As respects question No. 66, the stories reported by the ICIJ make a number of points about changes in the Irish tax system. They rightly point out that Ireland has already acted to address definitively the issues around stateless and double Irish companies.
Multinational corporations’ tax planning has been subjected to intensive international examination in recent years, in particular in the OECD’s BEPS Project. Tax administrations worldwide, including many non-OECD countries who have committed to implementing the anti-avoidance recommendations arising from the BEPS Project, have agreed that addressing the global problem of corporations exploiting gaps and mismatches between different countries' tax rules requires the widest international co-ordination.

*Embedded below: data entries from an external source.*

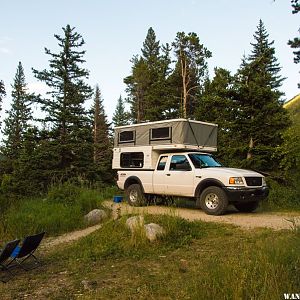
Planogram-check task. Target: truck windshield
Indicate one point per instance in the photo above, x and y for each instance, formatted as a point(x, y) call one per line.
point(203, 161)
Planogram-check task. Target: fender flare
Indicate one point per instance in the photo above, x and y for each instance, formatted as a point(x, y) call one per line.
point(133, 180)
point(206, 183)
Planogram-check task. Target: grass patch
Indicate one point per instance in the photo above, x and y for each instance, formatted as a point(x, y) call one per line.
point(62, 210)
point(194, 260)
point(282, 198)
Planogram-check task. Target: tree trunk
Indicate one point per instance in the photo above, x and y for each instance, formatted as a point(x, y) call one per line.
point(251, 144)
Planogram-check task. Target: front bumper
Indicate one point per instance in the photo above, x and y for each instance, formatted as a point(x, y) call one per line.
point(244, 194)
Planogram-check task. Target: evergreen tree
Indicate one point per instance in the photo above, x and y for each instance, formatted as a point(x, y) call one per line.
point(295, 43)
point(19, 116)
point(146, 86)
point(192, 67)
point(102, 143)
point(217, 105)
point(120, 117)
point(260, 117)
point(2, 95)
point(67, 120)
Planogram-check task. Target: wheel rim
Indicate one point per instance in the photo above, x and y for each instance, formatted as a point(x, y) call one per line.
point(133, 196)
point(211, 201)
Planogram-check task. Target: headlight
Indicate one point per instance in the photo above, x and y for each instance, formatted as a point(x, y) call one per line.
point(236, 180)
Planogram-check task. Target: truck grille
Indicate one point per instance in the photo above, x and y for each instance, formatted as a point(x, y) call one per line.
point(253, 181)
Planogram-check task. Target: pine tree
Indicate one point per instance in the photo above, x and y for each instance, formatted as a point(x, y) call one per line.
point(19, 116)
point(146, 86)
point(260, 117)
point(102, 143)
point(217, 105)
point(66, 117)
point(120, 117)
point(295, 43)
point(192, 66)
point(2, 95)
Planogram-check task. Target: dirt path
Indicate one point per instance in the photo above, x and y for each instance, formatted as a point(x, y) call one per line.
point(51, 242)
point(246, 221)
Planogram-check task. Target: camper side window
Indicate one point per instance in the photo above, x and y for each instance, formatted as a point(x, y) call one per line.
point(162, 163)
point(132, 160)
point(127, 136)
point(180, 163)
point(162, 133)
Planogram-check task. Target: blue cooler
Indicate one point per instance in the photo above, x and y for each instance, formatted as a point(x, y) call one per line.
point(118, 199)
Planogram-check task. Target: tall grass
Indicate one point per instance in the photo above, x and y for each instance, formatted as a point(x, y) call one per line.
point(221, 262)
point(61, 210)
point(282, 197)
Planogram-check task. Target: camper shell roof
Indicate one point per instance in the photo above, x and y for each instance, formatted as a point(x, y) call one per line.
point(168, 134)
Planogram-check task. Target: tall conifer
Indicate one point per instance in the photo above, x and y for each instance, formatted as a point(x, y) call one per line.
point(19, 116)
point(66, 116)
point(260, 117)
point(120, 117)
point(2, 95)
point(102, 144)
point(295, 43)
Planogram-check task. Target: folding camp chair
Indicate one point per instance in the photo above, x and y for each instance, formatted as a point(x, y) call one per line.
point(26, 250)
point(5, 256)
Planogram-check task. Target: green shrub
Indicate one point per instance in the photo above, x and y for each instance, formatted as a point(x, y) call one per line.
point(65, 193)
point(282, 197)
point(61, 211)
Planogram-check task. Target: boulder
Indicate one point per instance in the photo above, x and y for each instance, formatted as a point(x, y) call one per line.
point(95, 216)
point(135, 223)
point(153, 231)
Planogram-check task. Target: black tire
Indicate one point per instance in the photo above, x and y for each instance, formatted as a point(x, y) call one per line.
point(213, 201)
point(135, 195)
point(247, 206)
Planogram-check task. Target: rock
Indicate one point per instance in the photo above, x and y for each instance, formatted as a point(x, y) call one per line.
point(95, 216)
point(183, 266)
point(89, 285)
point(153, 231)
point(135, 223)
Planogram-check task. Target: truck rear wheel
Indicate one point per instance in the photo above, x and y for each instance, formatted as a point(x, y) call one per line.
point(213, 201)
point(247, 206)
point(135, 195)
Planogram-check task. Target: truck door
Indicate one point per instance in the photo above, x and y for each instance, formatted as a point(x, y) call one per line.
point(179, 178)
point(159, 186)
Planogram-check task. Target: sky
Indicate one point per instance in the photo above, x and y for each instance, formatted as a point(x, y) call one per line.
point(114, 31)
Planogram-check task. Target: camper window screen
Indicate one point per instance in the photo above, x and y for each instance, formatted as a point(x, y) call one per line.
point(162, 133)
point(126, 136)
point(132, 160)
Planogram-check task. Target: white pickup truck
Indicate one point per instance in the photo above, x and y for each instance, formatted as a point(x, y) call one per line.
point(173, 158)
point(197, 175)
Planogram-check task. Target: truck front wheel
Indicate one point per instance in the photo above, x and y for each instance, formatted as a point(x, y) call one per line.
point(213, 201)
point(135, 195)
point(247, 206)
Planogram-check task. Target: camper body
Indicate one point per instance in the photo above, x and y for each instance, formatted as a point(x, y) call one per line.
point(173, 158)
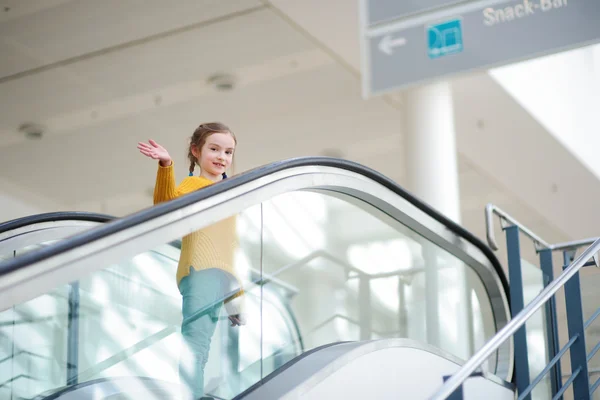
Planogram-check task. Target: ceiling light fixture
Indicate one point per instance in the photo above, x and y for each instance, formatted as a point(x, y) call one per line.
point(222, 82)
point(32, 130)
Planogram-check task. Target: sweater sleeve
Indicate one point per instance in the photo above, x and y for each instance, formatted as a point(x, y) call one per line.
point(166, 189)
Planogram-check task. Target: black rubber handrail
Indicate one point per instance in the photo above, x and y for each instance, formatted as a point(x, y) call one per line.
point(53, 217)
point(158, 210)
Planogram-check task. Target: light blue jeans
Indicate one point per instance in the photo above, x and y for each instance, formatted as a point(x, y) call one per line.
point(203, 293)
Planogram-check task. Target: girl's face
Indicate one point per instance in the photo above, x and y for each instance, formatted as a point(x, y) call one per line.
point(216, 155)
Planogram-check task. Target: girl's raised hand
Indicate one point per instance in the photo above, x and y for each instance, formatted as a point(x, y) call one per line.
point(155, 151)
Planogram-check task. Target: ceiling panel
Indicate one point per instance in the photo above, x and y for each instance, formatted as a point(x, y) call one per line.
point(32, 35)
point(162, 71)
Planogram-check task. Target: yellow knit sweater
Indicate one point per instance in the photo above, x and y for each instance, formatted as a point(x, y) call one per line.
point(210, 247)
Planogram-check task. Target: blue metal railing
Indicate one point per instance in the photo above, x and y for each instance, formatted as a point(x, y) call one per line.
point(570, 282)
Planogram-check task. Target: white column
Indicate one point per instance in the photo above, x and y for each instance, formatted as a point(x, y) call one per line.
point(430, 144)
point(432, 175)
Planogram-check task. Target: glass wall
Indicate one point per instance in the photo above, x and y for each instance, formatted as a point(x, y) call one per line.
point(315, 267)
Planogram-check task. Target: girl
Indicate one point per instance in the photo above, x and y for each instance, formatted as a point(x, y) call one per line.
point(205, 274)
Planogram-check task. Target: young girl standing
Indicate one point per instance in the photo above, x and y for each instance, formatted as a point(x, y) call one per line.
point(205, 274)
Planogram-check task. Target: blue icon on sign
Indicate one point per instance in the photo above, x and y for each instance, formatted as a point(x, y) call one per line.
point(445, 38)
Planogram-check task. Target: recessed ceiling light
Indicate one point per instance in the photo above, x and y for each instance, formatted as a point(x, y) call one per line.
point(32, 130)
point(222, 82)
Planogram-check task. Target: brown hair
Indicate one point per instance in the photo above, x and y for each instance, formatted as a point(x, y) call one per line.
point(199, 138)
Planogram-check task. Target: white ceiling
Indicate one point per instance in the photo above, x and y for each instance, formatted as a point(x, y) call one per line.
point(101, 76)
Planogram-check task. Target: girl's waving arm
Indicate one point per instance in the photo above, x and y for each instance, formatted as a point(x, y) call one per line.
point(165, 188)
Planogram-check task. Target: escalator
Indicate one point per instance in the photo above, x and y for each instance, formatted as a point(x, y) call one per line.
point(337, 262)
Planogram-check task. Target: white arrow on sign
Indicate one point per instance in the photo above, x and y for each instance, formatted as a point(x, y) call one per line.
point(387, 44)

Ireland is committed to working with our international partners to ensure that agreed measures addressing these issues are widely adopted. Ireland has already taken a number of steps towards implementing the BEPS Actions. In addition, the Coffey Review sets out a roadmap for implementing the remaining OECD recommendations, beginning with the launch of a consultation process which is now underway, and Ireland will also be implementing the EU Anti-Tax Avoidance Directives, which give coordinated effect to specific BEPS Actions across the EU, to the timelines set out in the Directives.
Unilateral national actions will not address multinational corporations’ tax planning. Attributing international arrangements put in place by multinational corporations to Ireland’s role is damaging and inaccurate. While offering a competitive regime that builds the economy and provides jobs for our people, Ireland continually monitors international tax developments and will take any actions needed to implement enhanced international standards.
Ireland meets the highest standards in transparency and this has been recently verified, for a second time, by the OECD-led Global Forum on Transparency and Exchange of Information for Tax Purposes. In August 2017, following an in-depth Peer Review, the Global Forum again awarded Ireland the highest rating, making Ireland one of only a small minority of the 145-member Global Forum to achieve this rating.